Cell motility: a viscous fingering analysis of active gels
M. Ben Amar, O. V. Manyuhina, and G. Napoli

TL;DR
This paper models keratocyte cell motility using active gel theory and viscous fingering, demonstrating how actin network symmetry breaking drives movement and deriving velocity based on filament orientation.
Contribution
It introduces an analytical model linking actin cortex reorganization and cell motility through active gel theory and viscous fingering analysis.
Findings
Reorganization of the actin cortex explains cell motility.
Velocity depends on the orientation order parameter.
Analytical expressions for cell velocity are derived.
Abstract
The symmetry breaking of the actin network from radial to longitudinal symmetry has been identified as the major mechanism for keratocytes (fish cells) motility on solid substrate.

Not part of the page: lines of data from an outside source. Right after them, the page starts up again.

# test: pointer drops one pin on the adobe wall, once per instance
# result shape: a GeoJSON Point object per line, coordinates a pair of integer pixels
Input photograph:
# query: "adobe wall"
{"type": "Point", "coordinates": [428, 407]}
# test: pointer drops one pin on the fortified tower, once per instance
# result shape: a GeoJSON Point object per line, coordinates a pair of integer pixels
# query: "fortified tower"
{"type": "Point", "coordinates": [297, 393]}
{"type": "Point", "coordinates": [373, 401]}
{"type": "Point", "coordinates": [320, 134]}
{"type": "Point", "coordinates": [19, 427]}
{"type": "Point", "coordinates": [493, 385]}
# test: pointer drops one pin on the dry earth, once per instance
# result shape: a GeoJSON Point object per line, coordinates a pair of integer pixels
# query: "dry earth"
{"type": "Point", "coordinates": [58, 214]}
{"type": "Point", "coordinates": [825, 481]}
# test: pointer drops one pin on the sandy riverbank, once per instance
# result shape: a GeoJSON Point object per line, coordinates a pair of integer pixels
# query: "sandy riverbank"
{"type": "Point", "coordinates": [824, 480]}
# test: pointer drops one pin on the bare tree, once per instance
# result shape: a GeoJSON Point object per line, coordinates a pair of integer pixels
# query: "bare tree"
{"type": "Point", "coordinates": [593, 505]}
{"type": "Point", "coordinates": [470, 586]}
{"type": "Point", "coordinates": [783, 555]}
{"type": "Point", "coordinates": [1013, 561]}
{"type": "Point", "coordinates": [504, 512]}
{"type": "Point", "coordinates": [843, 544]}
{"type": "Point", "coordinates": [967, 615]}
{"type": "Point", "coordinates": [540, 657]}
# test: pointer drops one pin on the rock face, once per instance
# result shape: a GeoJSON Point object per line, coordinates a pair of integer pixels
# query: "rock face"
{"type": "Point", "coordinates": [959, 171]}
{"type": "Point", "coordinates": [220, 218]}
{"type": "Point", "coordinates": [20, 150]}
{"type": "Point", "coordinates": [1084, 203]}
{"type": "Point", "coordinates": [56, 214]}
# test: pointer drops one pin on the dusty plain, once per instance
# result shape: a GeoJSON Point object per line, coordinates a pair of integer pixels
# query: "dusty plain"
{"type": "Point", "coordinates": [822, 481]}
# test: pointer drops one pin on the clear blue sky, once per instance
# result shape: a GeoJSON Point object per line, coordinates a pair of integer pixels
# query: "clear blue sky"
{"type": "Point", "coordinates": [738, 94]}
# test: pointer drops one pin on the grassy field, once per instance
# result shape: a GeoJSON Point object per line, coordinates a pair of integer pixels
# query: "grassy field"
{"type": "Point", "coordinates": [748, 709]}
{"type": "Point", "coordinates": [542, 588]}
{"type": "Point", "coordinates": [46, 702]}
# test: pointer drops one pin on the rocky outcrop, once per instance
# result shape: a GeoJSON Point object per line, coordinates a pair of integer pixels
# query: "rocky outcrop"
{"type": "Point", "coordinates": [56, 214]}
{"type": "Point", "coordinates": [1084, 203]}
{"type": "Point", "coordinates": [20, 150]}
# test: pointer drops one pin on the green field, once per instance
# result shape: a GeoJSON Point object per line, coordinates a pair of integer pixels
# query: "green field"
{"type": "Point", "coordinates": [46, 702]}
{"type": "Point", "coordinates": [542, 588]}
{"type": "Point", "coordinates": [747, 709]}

For strong friction coefficient, the two dimensional actin flow which includes the polymerisation at the edge and depolymerisation in the bulk can be modelled as a Darcy flow, the cell shape and dynamics being then modelled by standard complex analysis methods. We use the theory of active gels to describe the orientational order of the filaments which varies from the border to the bulk. We show analytically that the reorganisation of the cortex is enough to explain the motility of the cell and find the velocity as a function of the orientation order parameter in the bulk.